Tinggallah cekam kesepian yang begitu merasuk dari jiwa ketakutan sang ayah menimbulkan goncangan-goncangan yang sangat hebat dalam dadanya.
Terjadilah kehendak Dewa, cekam kesepian justeru bercerita tentang riwayat puterinya sendiri, tentang riwayat sahabatnya sendiri.
Pengulangan kembali peristiwa Begawan Wisrawa dan Dewi Sukesih, sekaligus ”berulang” dengan melibatkan sang raja. Dari cerita dua tokoh lelaki-wanita dari peristiwa panjang sampai bencana. Alam bercerita kembali tentang peristiwa itu, yang langsung dirasakan oleh Prabu Sumali.
Seusai pengulangan peristiwa itu, Prabu Sumali pun bersujud kepada Sang Dewa Agung, Sang Hyang Widhi.
”Wahai Hyang Maha Agung, Dewa, Batara, apakah ini sebuah perbuatan dari harga manusia, atau ada keterlibatan Engkau dalam mengobarkan, membangunkan api-api birahi yang ada dalam diri kami. Aku tak percaya, sahabatku yang begitu suci, yang mulia akhlaknya, yang suci ibadahnya, yang sempurna dalam meninggalkan kekuasaan kekayaan. Harus terlena oleh peristiwa itu, aku tak percaya! Pasti…….ada keterlibatan Engkau, wahai Dewa Agung di Nirwana.”
Demikianlah Prabu sumali berkata dalam sujudnya. Begitu sujudnya selesai, sang Prabu pun bangkit berdiri.
Tak lama kemudian, sahabatnya, Resi Wisrawa, sujud dipelukan kaki sang Prabu. Maka diangkatnya sahabatnya, dipeluknya.
”Wahai sahabatku, jangan engkau sesali semua ini, karena kita berangkat dari noda, jangan terlalu berharap banyak untuk mencapai kesucian seperti para Dewa. Biarkanlah kesucian menjadi keangkuhan para Dewa di Nirwana.” Sang Prabu Semakin erat memeluk sahabatnya.

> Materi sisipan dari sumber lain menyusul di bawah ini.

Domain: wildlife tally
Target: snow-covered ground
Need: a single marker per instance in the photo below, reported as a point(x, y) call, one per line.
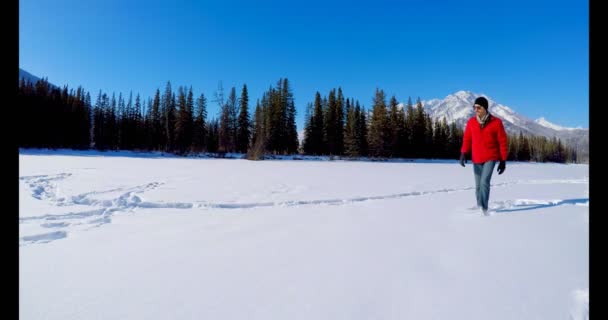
point(150, 237)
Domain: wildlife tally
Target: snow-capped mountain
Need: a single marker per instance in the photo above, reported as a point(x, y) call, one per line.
point(545, 123)
point(457, 108)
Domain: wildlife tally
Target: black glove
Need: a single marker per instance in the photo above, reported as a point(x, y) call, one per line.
point(501, 167)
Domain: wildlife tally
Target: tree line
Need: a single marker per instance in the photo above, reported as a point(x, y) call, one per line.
point(176, 122)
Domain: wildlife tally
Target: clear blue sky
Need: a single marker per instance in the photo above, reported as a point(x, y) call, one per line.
point(531, 55)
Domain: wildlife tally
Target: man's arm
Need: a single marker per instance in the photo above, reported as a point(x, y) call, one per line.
point(503, 143)
point(466, 140)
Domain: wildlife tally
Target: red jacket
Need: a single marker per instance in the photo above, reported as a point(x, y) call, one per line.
point(489, 143)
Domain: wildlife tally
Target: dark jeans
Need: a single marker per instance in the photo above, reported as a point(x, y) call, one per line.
point(483, 174)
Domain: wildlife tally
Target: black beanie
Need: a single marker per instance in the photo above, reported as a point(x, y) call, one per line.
point(482, 102)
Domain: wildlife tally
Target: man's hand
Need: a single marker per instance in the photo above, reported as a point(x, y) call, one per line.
point(501, 167)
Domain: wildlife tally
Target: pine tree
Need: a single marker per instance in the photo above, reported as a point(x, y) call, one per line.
point(244, 132)
point(291, 133)
point(351, 145)
point(317, 127)
point(378, 126)
point(339, 127)
point(306, 144)
point(361, 128)
point(331, 123)
point(181, 122)
point(258, 146)
point(200, 131)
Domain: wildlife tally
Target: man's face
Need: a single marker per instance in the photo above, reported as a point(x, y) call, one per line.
point(479, 110)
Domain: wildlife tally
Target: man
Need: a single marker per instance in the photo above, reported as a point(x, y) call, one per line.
point(485, 136)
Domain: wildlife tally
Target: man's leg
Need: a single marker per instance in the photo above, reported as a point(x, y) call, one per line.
point(477, 168)
point(484, 183)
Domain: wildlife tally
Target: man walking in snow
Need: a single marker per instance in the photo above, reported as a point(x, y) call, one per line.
point(485, 136)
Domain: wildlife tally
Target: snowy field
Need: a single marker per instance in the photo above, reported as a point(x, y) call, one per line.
point(149, 237)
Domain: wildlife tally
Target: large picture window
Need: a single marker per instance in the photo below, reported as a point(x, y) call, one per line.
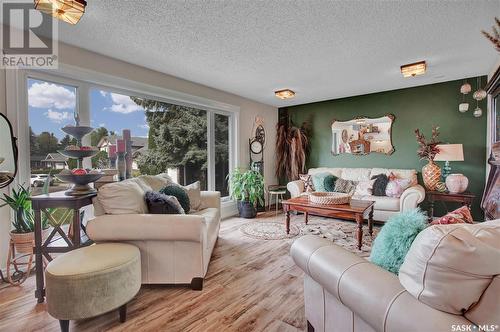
point(189, 143)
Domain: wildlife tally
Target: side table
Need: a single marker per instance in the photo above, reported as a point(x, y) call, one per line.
point(464, 198)
point(74, 239)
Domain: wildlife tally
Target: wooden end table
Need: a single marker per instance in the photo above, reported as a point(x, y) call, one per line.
point(464, 198)
point(74, 239)
point(357, 210)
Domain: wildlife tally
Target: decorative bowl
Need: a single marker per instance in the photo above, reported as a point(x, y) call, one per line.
point(330, 198)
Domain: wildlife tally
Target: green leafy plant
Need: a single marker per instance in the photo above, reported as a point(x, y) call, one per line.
point(246, 185)
point(20, 203)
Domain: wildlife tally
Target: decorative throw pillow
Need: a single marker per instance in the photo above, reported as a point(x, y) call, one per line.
point(380, 184)
point(308, 185)
point(395, 238)
point(319, 181)
point(329, 183)
point(179, 193)
point(345, 186)
point(396, 187)
point(364, 188)
point(459, 216)
point(194, 193)
point(159, 203)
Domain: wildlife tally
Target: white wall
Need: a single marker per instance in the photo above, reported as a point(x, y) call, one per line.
point(92, 61)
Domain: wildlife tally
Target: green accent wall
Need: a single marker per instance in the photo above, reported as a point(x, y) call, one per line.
point(420, 107)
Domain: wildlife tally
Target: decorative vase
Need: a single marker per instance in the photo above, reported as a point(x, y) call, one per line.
point(457, 183)
point(247, 210)
point(431, 174)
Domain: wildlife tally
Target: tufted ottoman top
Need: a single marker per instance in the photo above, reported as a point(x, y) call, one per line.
point(93, 259)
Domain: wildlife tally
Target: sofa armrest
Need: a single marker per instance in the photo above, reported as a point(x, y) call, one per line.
point(131, 227)
point(210, 199)
point(295, 188)
point(411, 197)
point(370, 292)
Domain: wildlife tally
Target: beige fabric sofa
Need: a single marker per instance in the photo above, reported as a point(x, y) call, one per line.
point(346, 293)
point(385, 207)
point(175, 249)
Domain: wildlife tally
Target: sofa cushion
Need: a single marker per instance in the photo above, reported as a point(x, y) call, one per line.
point(159, 203)
point(395, 238)
point(180, 193)
point(449, 267)
point(383, 202)
point(125, 197)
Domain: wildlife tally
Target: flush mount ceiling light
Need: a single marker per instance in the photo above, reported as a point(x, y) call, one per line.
point(69, 11)
point(413, 69)
point(284, 94)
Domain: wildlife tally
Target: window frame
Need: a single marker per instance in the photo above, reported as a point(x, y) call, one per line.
point(85, 81)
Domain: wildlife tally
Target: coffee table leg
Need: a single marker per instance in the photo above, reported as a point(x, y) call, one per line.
point(359, 221)
point(370, 222)
point(287, 222)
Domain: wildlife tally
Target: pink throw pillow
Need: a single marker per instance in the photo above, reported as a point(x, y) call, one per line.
point(459, 216)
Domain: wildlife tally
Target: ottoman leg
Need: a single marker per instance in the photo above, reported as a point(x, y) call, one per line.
point(197, 283)
point(64, 325)
point(123, 313)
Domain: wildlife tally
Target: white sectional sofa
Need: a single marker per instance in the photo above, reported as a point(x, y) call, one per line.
point(385, 207)
point(175, 248)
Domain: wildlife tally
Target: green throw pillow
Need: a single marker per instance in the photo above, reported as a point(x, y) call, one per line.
point(319, 181)
point(395, 238)
point(329, 182)
point(179, 193)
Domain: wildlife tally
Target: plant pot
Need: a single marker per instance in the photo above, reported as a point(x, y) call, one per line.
point(247, 210)
point(431, 174)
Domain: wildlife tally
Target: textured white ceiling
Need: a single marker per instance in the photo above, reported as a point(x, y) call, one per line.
point(320, 49)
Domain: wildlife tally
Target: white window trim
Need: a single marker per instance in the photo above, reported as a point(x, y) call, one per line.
point(84, 80)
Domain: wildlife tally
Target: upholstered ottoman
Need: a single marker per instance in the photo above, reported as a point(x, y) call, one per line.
point(93, 280)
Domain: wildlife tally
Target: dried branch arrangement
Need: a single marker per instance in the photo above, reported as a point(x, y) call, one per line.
point(427, 149)
point(292, 147)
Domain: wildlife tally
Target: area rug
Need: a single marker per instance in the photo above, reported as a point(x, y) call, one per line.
point(342, 233)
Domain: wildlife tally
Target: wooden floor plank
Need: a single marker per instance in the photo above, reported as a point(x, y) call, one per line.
point(251, 285)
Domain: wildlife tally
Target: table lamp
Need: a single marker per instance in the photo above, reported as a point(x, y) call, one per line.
point(447, 153)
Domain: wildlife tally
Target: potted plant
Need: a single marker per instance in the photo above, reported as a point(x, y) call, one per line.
point(22, 234)
point(247, 187)
point(427, 150)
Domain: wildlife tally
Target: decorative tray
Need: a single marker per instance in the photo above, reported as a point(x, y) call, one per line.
point(329, 198)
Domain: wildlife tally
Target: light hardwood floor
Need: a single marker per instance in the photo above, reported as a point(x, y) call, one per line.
point(252, 285)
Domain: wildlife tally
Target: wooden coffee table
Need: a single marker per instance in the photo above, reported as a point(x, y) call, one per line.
point(357, 210)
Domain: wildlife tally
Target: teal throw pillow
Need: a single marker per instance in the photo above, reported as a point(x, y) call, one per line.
point(319, 181)
point(179, 193)
point(395, 238)
point(329, 183)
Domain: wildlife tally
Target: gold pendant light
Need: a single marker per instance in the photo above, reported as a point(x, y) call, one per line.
point(70, 11)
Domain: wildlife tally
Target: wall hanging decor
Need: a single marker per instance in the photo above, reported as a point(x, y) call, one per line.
point(494, 37)
point(427, 150)
point(464, 90)
point(362, 136)
point(292, 148)
point(478, 95)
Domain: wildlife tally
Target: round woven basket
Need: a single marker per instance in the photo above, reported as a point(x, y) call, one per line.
point(330, 198)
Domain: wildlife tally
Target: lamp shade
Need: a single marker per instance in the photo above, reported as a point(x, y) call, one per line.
point(450, 152)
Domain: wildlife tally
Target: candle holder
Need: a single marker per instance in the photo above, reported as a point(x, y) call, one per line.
point(120, 165)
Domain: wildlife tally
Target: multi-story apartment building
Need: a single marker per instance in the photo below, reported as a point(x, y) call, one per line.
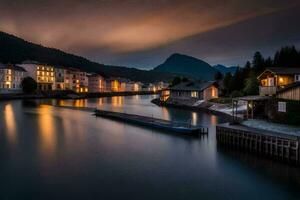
point(60, 75)
point(76, 80)
point(11, 77)
point(43, 74)
point(133, 86)
point(96, 83)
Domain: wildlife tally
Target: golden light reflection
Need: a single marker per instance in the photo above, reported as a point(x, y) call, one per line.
point(10, 123)
point(100, 102)
point(61, 102)
point(213, 120)
point(166, 113)
point(194, 118)
point(47, 130)
point(117, 101)
point(80, 103)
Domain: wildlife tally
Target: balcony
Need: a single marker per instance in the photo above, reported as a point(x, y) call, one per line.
point(267, 90)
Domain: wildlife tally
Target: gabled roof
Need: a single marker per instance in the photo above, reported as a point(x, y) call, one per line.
point(193, 86)
point(281, 70)
point(288, 87)
point(12, 67)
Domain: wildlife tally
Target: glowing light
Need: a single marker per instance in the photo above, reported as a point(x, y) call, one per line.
point(10, 123)
point(194, 118)
point(194, 94)
point(47, 130)
point(117, 101)
point(281, 80)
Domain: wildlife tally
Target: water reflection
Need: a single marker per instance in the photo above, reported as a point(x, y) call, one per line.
point(47, 130)
point(194, 118)
point(80, 103)
point(117, 101)
point(165, 113)
point(213, 120)
point(10, 123)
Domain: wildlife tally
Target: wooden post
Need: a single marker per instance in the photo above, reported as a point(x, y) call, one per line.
point(252, 109)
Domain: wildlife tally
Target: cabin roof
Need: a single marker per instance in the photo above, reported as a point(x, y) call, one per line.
point(252, 98)
point(288, 87)
point(191, 86)
point(281, 70)
point(12, 67)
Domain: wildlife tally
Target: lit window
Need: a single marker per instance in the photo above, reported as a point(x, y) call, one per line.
point(194, 94)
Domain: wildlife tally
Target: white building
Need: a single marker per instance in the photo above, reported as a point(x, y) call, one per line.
point(76, 80)
point(96, 83)
point(60, 75)
point(43, 74)
point(11, 77)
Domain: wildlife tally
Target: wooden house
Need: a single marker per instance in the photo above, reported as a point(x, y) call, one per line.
point(191, 92)
point(274, 79)
point(290, 92)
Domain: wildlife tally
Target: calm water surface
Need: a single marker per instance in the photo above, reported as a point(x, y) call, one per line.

”Jangan menyesal, aku tidak saja memaafkan engkau. Tapi cinta aku dalam jiwa sebagai sahabat tambah sempurna untuk mencintai engkau, begitupun cinta aku kepada puteriku. Puteriku korban dari harapannya sendiri. Biarkanlah para Bidadari mengutuk puteriku, tetapi aku yakin, suatu saat puteriku akan mengalahkan harkat Bidadari Kahyangan semuanya. Wahai puteriku, bangunlah, peluklah aku, jangan malu.”
Sang Dewi pun memeluk ayahandanya, di dadanya dia bersandar. Maka tumbuhlah perasaan tentram, setentram bayi dalam pelukan pelindungnya. Sang Dewi pun tenggelam dalam kesempurnaan cinta seorang ayah.